Quase nunca vale a pena entrar em fofoca das celebridades. Porém, neste caso, sem precisar recorrer ao nome dos envolvidos, em nome da didática pelo exemplo de casos reais e acessíveis, resolvi abrir uma exceção. Me perdoem.

Trata-se de polêmica envolvendo jogador famoso e uma suposta traição matrimonial, já que o jogador estaria com outra mulher em determinada residência. Não há fotos dos dois juntos, mas a “prova” da traição seria justamente fotos dos dois no mesmo local, uma casa de luxo. O encontro teria ocorrido após a suposta amante ter recebido um convite de cortesia do próprio jogador para assistir a um de seus jogos. O jogador negou a traição.

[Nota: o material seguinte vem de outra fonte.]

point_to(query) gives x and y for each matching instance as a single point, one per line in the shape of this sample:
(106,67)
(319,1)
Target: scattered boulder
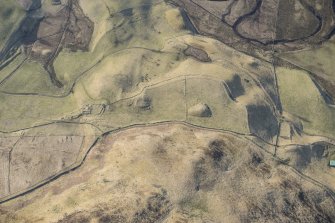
(200,110)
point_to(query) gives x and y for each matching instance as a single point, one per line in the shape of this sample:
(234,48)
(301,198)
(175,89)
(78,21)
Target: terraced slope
(116,97)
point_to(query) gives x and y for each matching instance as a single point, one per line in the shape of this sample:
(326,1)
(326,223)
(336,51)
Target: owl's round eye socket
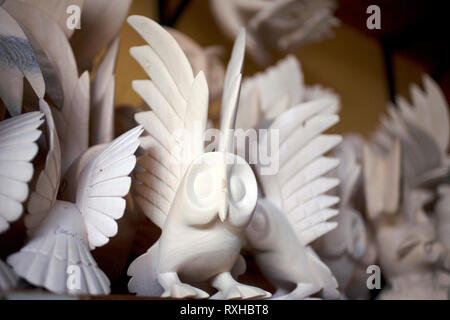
(203,184)
(237,189)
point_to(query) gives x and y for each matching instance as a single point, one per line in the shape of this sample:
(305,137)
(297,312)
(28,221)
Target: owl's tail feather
(144,275)
(8,279)
(61,263)
(324,275)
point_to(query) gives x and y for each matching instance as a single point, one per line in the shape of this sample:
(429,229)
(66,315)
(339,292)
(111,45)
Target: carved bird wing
(18,147)
(103,184)
(298,187)
(177,122)
(44,196)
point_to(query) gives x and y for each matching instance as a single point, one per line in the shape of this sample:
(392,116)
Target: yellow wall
(350,63)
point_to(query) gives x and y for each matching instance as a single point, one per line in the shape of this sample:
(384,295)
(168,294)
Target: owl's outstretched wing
(44,197)
(103,184)
(423,129)
(17,60)
(293,177)
(102,98)
(177,122)
(18,147)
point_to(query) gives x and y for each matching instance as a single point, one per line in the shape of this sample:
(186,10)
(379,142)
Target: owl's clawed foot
(231,289)
(174,288)
(301,292)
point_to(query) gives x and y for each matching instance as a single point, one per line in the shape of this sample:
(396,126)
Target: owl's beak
(223,205)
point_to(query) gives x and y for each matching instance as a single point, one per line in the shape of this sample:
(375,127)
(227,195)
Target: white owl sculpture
(62,233)
(412,143)
(276,25)
(349,249)
(293,209)
(18,147)
(202,201)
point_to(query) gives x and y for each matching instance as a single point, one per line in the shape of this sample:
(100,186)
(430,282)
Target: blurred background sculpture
(276,25)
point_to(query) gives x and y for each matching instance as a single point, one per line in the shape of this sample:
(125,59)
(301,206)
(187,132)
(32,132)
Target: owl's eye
(203,189)
(203,184)
(242,193)
(237,189)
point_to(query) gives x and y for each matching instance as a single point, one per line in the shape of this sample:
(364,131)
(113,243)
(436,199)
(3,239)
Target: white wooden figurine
(293,209)
(61,234)
(202,201)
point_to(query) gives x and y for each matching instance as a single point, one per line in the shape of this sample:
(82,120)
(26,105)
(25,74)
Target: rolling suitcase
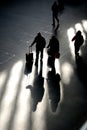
(29,61)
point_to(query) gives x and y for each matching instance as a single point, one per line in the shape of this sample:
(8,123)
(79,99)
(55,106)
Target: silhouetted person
(53,51)
(37,90)
(40,45)
(78,38)
(53,82)
(60,5)
(55,19)
(53,46)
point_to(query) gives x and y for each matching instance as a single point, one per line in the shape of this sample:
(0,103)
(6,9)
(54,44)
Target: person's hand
(30,46)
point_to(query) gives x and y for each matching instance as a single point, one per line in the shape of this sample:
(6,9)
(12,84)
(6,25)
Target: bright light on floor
(84,126)
(7,104)
(67,72)
(78,26)
(2,79)
(71,33)
(84,23)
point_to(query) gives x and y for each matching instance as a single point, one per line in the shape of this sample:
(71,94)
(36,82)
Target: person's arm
(33,43)
(73,38)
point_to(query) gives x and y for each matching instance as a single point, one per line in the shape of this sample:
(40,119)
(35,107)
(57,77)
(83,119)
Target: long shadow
(15,107)
(37,90)
(53,82)
(82,70)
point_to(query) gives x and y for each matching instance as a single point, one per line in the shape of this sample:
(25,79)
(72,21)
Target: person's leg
(37,56)
(41,57)
(53,19)
(56,17)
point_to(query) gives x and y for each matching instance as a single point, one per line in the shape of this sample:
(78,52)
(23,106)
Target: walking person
(78,41)
(53,51)
(40,42)
(55,18)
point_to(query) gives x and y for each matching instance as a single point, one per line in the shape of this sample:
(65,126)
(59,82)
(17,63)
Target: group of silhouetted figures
(53,52)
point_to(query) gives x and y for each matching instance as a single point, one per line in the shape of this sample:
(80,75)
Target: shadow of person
(82,69)
(37,90)
(53,82)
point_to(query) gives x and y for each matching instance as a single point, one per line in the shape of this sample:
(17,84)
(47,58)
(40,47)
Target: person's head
(39,34)
(53,37)
(78,33)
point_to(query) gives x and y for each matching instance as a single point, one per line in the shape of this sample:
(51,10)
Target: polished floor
(42,99)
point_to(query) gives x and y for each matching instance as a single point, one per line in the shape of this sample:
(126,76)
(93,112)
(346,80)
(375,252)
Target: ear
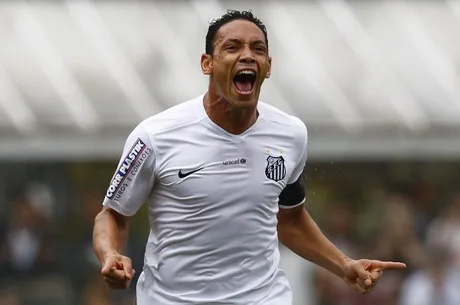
(269,70)
(206,64)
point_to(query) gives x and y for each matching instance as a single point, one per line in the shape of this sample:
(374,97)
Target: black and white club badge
(275,170)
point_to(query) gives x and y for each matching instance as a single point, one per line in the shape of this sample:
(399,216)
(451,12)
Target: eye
(232,47)
(260,49)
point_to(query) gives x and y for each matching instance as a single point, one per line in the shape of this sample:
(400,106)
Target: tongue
(243,86)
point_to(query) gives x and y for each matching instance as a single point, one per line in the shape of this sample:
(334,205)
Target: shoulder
(176,117)
(285,122)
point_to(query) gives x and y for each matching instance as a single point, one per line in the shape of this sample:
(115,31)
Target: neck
(230,118)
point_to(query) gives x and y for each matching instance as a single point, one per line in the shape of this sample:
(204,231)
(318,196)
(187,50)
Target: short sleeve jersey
(212,198)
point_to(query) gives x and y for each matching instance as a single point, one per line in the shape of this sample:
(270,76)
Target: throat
(233,120)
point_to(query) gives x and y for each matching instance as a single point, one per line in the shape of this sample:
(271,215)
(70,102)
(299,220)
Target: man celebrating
(221,175)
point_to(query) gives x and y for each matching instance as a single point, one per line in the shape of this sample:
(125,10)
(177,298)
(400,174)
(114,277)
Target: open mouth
(244,81)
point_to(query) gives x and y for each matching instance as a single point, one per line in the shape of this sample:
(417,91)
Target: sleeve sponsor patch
(129,168)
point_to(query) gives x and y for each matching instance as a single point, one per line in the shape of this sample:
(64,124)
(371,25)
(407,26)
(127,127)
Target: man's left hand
(362,275)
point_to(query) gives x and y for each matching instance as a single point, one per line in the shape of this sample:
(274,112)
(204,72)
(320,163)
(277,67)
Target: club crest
(275,170)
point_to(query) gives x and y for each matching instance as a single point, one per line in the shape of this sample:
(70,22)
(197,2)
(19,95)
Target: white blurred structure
(370,78)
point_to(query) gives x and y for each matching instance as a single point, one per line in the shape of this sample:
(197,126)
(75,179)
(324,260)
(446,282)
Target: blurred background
(376,82)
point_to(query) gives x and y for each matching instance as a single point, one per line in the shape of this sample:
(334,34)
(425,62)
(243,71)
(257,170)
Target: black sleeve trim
(293,194)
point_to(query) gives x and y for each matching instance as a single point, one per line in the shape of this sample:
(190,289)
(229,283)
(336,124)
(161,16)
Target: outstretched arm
(110,233)
(299,232)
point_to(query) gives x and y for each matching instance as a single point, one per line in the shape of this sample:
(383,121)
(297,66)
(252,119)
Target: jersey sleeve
(294,194)
(134,178)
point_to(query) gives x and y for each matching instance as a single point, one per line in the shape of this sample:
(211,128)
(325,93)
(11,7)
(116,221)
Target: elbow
(112,216)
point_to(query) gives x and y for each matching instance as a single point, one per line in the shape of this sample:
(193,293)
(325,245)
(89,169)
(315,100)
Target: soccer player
(221,175)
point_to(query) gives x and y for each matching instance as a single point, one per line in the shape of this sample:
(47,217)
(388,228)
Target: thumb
(109,265)
(128,269)
(363,275)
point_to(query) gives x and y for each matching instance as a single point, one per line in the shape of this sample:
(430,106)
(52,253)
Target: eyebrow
(235,40)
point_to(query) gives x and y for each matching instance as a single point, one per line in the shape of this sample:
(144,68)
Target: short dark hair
(231,15)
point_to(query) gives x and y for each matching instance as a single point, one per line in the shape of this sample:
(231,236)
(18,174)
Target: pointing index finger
(391,266)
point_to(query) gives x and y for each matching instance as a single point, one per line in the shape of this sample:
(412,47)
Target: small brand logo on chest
(276,169)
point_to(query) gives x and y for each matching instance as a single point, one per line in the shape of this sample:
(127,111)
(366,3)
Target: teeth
(246,72)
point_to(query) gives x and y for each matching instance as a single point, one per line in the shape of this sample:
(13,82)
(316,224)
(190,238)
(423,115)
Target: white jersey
(213,200)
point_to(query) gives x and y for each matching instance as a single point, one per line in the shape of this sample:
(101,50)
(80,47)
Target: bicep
(134,178)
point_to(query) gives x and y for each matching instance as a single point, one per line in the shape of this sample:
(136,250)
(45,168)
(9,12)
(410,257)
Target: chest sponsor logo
(276,169)
(235,161)
(128,169)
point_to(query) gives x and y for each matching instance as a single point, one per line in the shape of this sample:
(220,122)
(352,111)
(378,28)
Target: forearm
(302,236)
(110,234)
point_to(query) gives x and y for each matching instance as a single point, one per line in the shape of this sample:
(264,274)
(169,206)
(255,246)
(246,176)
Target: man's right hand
(117,271)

Não é de se negar que os indícios pendem para o lado de que houve traição, a hipótese acusatória, em termos mais técnicos. Não demorou, contudo, para que surgissem versões em defesa do jogador, como a de que ele terceirizava o trabalho de distribuir cortesias. Porém, a contra hipótese mais significativa, e que importa para nós, é a alegação de que as fotos dos dois no mesmo local não seriam do mesmo dia.

Eventual prova da versão de que as imagens do jogador e da suposta amante foram tiradas em dias distintos construiria argumento suficiente a desmontar a hipótese acusatória, já que sua principal evidência era justamente as tais fotos no mesmo local.

Enfim, mais informações sobre o caso são irrelevantes. Agora, imaginemos tratar-se de um processo administrativo no qual se questiona a moralidade de um ato praticado por servidor público (é claro que não relacionado a matérias sem interesse público, como traição matrimonial).

A quem compete a prova do alegado? Alguns poderiam argumentar que o ônus da prova deve recair sobre quem alega, de modo que ao jogador que deveria recair a obrigação de provar que as fotos tiradas não seriam do mesmo dia. No entanto, isso não é nada razoável. Para além de constituir prova diabólica, prova do impossível ou prova sobre o que está à disposição da parte contrária, a prova deve recair sobre quem acusa.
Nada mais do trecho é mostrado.